The sections that follow fit within the comparative framework established in the Anatolius chapter. Excerpts of the authors under consideration are provided in parallel presentation of original and translation. This permits McCabe to compare the subject author with other writers contained in the Hippiatric corpus as well as with other ancient agricultural authorities, particularly Columella and Varro. The importance of Columella as a nexus of ancient agricultural knowledge is interesting: he is the major Latin transmitter of the Punic knowledge of the shadowy Carthaginian Mago, whose huge agricultural handbook was translated into Latin, then into Greek and continually epitomized and reworked over the centuries. Recently, Angelo Alvares Carrara has argued that Mago provides the material not only for the Geoponica, but the Arabic agronomic handbook, the Nabataean Agriculture.1 While this claim cannot be accepted without further work, the prominence of Mago within the Hippiatric tradition shows that this body of tradition possesses considerable promise in the Quellenstudien of agronomic literature.

Chapters on Eumelus, Apsyrtus, Pelagonius, Theomnestus, Hierocles, and Hippocrates follow. McCabe provides data on each author from ancient and medieval notices of them and their work. To these she adds considerable color through discussion of the distinct manner in which these men worked, their style, and their respective place within the veterinary tradition. Internal evidence provides a few clues of authorship and expertise. From these we learn that the dominant source of the Hippiatrica Apsyrtus, was a military man familiar with the Danubian lands. In his letters excerpted in the collection, we find Apsyrtus corresponding with men from around the Mediterranean world, including men of high rank. We learn further the sorts of works to which he had access and parallel pursuits that informed his veterinary practices, such as human medicine and magic.

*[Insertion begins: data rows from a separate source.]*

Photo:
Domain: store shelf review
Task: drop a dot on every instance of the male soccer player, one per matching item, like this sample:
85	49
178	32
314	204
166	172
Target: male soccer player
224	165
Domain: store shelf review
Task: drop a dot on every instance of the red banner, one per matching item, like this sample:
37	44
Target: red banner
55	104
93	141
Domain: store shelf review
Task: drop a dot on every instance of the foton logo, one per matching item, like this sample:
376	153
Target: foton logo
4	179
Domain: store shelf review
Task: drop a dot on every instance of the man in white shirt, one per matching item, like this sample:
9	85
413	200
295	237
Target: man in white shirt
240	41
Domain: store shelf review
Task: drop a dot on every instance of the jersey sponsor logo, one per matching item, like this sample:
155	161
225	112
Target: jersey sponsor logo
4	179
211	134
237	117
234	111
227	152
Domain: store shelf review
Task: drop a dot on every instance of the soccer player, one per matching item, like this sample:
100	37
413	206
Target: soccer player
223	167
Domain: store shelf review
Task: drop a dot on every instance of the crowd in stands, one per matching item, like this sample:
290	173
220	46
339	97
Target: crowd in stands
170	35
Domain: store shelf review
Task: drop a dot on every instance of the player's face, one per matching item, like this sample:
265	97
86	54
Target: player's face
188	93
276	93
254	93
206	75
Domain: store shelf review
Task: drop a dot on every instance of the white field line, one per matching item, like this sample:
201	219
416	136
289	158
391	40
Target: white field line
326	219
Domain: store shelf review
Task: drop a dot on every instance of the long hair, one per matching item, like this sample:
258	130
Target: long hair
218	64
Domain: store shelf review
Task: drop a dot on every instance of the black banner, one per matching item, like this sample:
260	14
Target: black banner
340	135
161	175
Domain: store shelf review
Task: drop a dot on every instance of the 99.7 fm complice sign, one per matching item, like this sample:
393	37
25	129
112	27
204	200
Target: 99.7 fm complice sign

In these passages we glimpse something of the richness of information contained in the Hippiatrica. The text offers nuggets of precious information on a range of subjects, especially the materia medica that veterinary writers presumed available to the horse doctor, among them saffron, myrrh, and cassia. Such exotic substances were put to common uses. They were used to treat wounds or to fumigate stalls. These practices are echoed in the Geoponica and suggest that the available range of exotic substances and experimental nature of treatments were varied and rich. McCabe has a keen eye for the enlightening, often humorous anecdotes which frequently reveal precious glimpses of medical thought, theory, and practice.

In "The Compilation and Evolution of the Hippiatrica" McCabe tackles the difficult question of dating the corpus. Scholars have generally placed the compilation of the Hippiatrica in the tenth century, specifically the reign of the emperor Constantine VII (913-959). However, via meticulous study of the major recensions, McCabe argues cogently for a late antique date of compilation and a tenth-century revision of the text.

Like the intriguing text she chose as her subject, McCabe's work touches on many different subjects and will be useful across a range of scholarly interests. Despite the technical nature of her subject and the complicated strands of her sources, McCabe handles the project with aplomb and leads the reader seamlessly through this labyrinth with clear prose and fine, extensively supported argument. Along the way she continually displays her depth of learning and love of her subject. A Byzantine Encyclopaedia of Horse Medicine establishes a new standard work that will be consulted by those interested in the Hippiatric corpus as well as those undertaking broader research in the communication of scientific knowledge and its transmission through the centuries.


1.   Angelo Alvares Carrara, "Geoponica and Nabataean Agriculture: A New Approach Into Their Sources and Authorship", Arabic Science and Philosophy vol.16 (2006) 103-132.